Re: Evolving instance creation

2022-02-24 Thread Brian Goetz
I find DanH's way of presenting it more natural (and makes perfect sense 
now that its been said that way): it *is* allocating something, just not 
in the heap.  It is requesting new storage for a new object, which might 
be in the heap, or the stack, or registers. And we might find that new 
object to be == to an old object, but we're still requesting that space 
for a new object be allocated.



"new" always creates a new instance but in case of value types, == does not 
allow us see if the instance are different or not.

I'm not sure this is a good way to think value creation, though. It suggests 
that there still *is* an identity there (i.e., the new value has been newly 
allocated), you just can't see it.

I'd rather have programmers think in these terms: when you instantiate a value 
class, you might get an object that already exists. Whether there are copies of 
that object at different memory locations or not is irrelevant—it's still *the 
same object*.




Re: Evolving instance creation

2022-02-24 Thread Dan Smith
> On Feb 24, 2022, at 8:47 AM, Remi Forax  wrote:
> 
> - Original Message -
>> From: "Dan Heidinga" 
>> To: "daniel smith" 
>> Cc: "valhalla-spec-experts" 
>> Sent: Thursday, February 24, 2022 4:39:52 PM
>> Subject: Re: Evolving instance creation
> 
>> Repeating what I said in the EG meeting:
>> 
>> * "new" carries the mental model of allocating space.  For identity
>> objects, that's on the heap.  For values, that may just be stack space
>> / registers.  But it indicates that some kind of allocation / demand
>> for new storage has occurred.
>> 
>> * It's important that "new" returns a unique instance.  That invariant
>> has existed since Java's inception and we should be careful about
>> breaking it.  In the case of values, two identical values can't be
>> differentiated so I think we're safe to say they are unique but
>> indistinguishable as no user program can differentiate them.
> 
> Yes, it's more about == being different than "new" being different.
> 
> "new" always creates a new instance but in case of value types, == does not 
> allow us see if the instance are different or not.
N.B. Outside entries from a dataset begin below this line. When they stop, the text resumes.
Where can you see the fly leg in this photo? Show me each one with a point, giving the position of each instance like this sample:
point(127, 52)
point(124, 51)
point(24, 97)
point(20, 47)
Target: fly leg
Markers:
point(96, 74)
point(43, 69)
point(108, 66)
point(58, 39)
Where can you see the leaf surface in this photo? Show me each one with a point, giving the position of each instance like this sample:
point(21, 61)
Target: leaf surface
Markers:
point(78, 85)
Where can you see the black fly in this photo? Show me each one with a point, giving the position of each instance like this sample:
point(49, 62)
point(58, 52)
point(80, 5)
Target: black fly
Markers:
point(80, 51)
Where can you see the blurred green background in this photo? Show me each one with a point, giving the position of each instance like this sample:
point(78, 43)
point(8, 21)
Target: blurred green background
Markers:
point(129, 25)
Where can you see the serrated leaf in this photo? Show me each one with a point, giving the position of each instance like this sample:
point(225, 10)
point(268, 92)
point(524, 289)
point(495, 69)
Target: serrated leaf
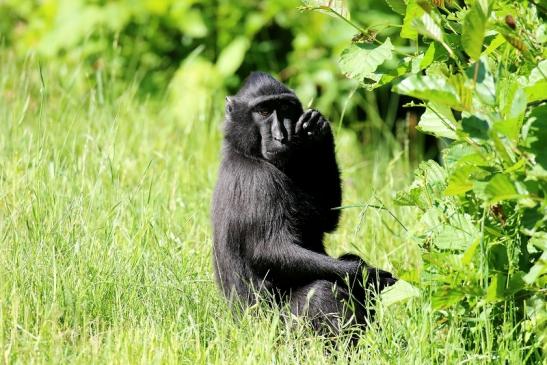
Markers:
point(438, 121)
point(427, 26)
point(475, 127)
point(360, 61)
point(432, 88)
point(413, 11)
point(428, 56)
point(473, 30)
point(398, 6)
point(500, 187)
point(536, 138)
point(536, 88)
point(232, 56)
point(459, 182)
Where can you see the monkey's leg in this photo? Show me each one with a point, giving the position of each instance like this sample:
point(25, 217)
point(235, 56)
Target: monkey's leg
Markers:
point(327, 306)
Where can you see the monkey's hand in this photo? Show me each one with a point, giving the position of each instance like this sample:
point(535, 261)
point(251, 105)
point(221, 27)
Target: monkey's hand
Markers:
point(312, 125)
point(376, 279)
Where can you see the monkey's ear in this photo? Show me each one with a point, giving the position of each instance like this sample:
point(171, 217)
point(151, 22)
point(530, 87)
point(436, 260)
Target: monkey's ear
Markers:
point(229, 104)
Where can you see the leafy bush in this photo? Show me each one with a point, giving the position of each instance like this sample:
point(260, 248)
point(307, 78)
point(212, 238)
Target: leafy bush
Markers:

I'm not sure this is a good way to think value creation, though. It suggests 
that there still *is* an identity there (i.e., the new value has been newly 
allocated), you just can't see it.

I'd rather have programmers think in these terms: when you instantiate a value 
class, you might get an object that already exists. Whether there are copies of 
that object at different memory locations or not is irrelevant—it's still *the 
same object*.

Re: Abstract class with fields implementing ValueObject

2022-02-24 Thread Dan Smith
TLDR: I'm convinced, let's revise our approach so that the JVM never infers 
interfaces for abstract classes.

On Feb 24, 2022, at 8:57 AM, Dan Heidinga 
mailto:heidi...@redhat.com>> wrote:

Whether
they can be instantiated is a decision better left to other parts of
the spec (in this case, I believe verification will succeed and
resolution of the `super()`  call will fail).

Right, my mistake. Verifier doesn't care what methods are declared in the 
superclass, but resolution of the invokespecial will fail.
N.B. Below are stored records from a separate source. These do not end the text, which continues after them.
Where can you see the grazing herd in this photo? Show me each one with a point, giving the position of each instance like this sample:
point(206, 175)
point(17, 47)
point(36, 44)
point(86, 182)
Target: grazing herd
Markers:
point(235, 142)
(3) no ACC_PERMITS_VALUE,  declaration

The JVM infers that this class implements IdentityObject, if it doesn't 
already. If it also implements ValueObject, an error occurs at class load time.

I think this should be driven purely by the presence of the
ACC_PERMITS_VALUE flag and the VM shouldn't be looking at the 
methods.

Sounds like the consensus, agreed.

 The JVM shouldn't infer either IdentityObject or ValueObject
for this abstract class - any inference decision should be delayed to
the subclasses that extend this abstract class.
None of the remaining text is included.